La tecnologia che lega la presenza di nuclidi radioattivi nelle lampade di uso comune è nata successivamente alla produzione delle lampade meglio conosciute come a “basso consumo”. Queste lampade, alla fine degli anni '80, avevano il lungimirante scopo di sostituire le lampade ad incandescenza (poi bandite nel 2012), le lampade alogene e tutte quelle che determinavano costi e consumi contrari ai criteri di risparmio e austerità.
E le prime lampade a basso consumo (o fluorescenti) erano in pratica molto simili ai conosciuti tubi al neon ma sviluppate in varie forme (circolari, ecc.) e con la promessa di consumare pochi watt in cambio di restituire una luminosità pari alle lampade ad incandescenza 10 volte più “wattate”, oltre ad una durata di alcune decine di magliaia di ore di funzionamento. A conti fatti, il risparmio era assicurato e dimostrabile.
Ma c’era il risvolto della medaglia: in alcuni casi occorreva sostituire il portalampade perché le lampadine erano troppo voluminose oltre che molto pesanti a causa della molteplice componentistica contenuta nel corpo della lampada stessa; a questo si aggiungeva il costo iniziale di acquisto che comunque era sempre cospicuo (in genere da 5 a 10 volte il costo di una normale lampadina).

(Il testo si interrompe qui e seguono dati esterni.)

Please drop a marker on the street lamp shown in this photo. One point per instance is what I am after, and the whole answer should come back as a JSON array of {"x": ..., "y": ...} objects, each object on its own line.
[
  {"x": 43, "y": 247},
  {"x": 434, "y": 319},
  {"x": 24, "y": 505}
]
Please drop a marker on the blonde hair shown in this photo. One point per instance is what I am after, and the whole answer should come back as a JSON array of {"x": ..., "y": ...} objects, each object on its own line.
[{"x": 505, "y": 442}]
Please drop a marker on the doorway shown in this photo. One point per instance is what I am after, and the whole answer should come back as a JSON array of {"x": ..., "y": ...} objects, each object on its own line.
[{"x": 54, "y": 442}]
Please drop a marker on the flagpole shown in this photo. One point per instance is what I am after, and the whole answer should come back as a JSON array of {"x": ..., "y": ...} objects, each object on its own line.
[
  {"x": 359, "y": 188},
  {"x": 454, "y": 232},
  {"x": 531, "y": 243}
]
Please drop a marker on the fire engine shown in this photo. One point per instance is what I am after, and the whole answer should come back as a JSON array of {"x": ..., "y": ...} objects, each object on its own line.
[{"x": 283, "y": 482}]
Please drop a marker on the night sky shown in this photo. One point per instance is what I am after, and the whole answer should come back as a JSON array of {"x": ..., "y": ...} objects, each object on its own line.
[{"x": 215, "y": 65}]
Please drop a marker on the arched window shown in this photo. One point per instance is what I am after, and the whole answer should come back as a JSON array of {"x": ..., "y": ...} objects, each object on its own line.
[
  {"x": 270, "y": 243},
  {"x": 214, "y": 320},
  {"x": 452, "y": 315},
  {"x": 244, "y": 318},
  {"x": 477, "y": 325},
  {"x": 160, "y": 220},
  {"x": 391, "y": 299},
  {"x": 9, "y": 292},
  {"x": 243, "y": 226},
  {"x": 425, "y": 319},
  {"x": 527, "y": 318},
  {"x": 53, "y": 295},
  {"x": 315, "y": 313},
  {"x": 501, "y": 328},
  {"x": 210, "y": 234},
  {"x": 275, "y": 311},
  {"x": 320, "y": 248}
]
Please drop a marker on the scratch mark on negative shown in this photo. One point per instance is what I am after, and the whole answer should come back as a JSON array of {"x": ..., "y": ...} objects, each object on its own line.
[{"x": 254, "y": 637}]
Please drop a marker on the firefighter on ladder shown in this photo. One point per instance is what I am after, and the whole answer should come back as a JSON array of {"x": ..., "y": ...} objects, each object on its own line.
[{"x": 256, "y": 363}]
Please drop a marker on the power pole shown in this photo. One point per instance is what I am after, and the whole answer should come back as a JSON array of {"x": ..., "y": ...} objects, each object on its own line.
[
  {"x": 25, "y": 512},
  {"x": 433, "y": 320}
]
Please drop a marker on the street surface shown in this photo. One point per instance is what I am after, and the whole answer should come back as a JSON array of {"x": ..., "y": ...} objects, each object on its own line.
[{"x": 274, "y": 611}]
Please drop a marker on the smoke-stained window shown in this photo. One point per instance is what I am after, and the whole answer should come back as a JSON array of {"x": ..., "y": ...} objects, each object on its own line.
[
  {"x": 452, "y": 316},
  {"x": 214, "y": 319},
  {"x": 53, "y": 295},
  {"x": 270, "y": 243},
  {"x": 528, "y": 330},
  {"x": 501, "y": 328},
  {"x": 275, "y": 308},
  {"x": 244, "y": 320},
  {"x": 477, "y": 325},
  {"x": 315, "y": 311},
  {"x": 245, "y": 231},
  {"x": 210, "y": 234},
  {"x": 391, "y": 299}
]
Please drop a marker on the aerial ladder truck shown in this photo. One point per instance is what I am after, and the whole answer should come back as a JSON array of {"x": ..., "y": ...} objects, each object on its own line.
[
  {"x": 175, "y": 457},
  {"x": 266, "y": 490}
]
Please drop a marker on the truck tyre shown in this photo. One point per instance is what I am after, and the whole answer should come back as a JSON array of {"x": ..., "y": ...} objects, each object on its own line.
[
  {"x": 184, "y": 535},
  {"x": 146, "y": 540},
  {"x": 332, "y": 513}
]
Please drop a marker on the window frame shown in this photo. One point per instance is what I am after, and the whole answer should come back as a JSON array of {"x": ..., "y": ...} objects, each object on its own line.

Ma ciò che aveva decretato un iniziale fallimento di questa tecnologia era il funzionamento di queste lampade: una volta premuto l’interruttore si accendeva una luce molto fioca (tipo lampade votive del cimitero) che raggiungeva l’apice in circa un minuto (dipendentemente dal Wattaggio della lampada): chi si lamentava raccontava che andando in cucina di notte per bere un bicchiere d’acqua aveva più luminosità dalla luce del frigorifero che da quella delle portentose e costo se lampade. Il mercato penalizzò molto questi prodotti al punto che sembravano non interessare più. Ecco allora l’idea di tenere in sovraeccitazione le molecole di gas contenute nei piccolo tubi: questo gas colpendo la “pasta” depositata sulle pareti del tubo, determinava il fenomeno della fluorescenza e restituiva la luminosità promessa. Se anziché muoversi con un valore di energia minimo (le molecole di gas) si mantenevano costantemente a valori superiori, si poteva ottenere la massima luminosità in tempi inferiori.
Ecco quindi l’idea di inserire delle piccole ampolle contenenti qualche centinaio di Becquerel di 85Kr, un gas nobile radioattivo con una emivita di circa 10 anni e energia di decadimento massima di particelle beta da 687 keV e un'energia media di 251 keV. Queste ampolle venivano già impiegate negli starter delle lampade al neon.
La tecnologia funzionava!! Le lampade si accendevano e davano la massima luminosità in tempi molto più rapidi che in passato e presto il mercato ha premiato questa idea che era riuscita a migliorare la vita quotidiana di tutti.
I valori di dose di radiazione all’esterno delle lampade sono sempre risultati assenti: sia il vetro delle ampolle che il corpo della lampada erano più che sufficienti per schermare completamente le radiazioni emesse dal nuclide. Anche se si possedeva una intera scatola di sole ampolle, la dose totale emergente non era distinguibile dal fondo naturale. Anche i rischi in caso di rottura erano molto contenut, sia perché si trattava di un gas nobile (chimicamente inerte e quindi incapace di creare legami molecolari), sia perché la sua forma fisica (gas) impediva qualsiasi tipo di accumulo. La sola ventilazione naturale avrebbe disperso il gas eventualmente fuoriuscito dall'ampolla.
Con l’avvento della tecnologia LED queste lampade sono andate scomparendo e sono attualmente solo oggetto di culto per i musei legati alla produzione di corpi luminosi. E per il nostro museo della radioattività.
Ma ancora oggi diversi starter per le lampade al neon possono contenere un simile componente (con valori di attività ancora più bassi e quindi sempre meno pericolosi): una dimostrazione della loro possibile presenza? Entrate in una stanza dove ci sono queste lampade... anche al buio (senza accendere la luce) vedrete dei bagliori provenienti dalla lampada stessa. Ciò è dovuta al fatto che qualche molecola di gas neon a bassa pressione possiede un'eccitazione superiore al suo valore di base e colpisce le pareti dove è depositata la “pasta” luminosa determinandone il bagliore.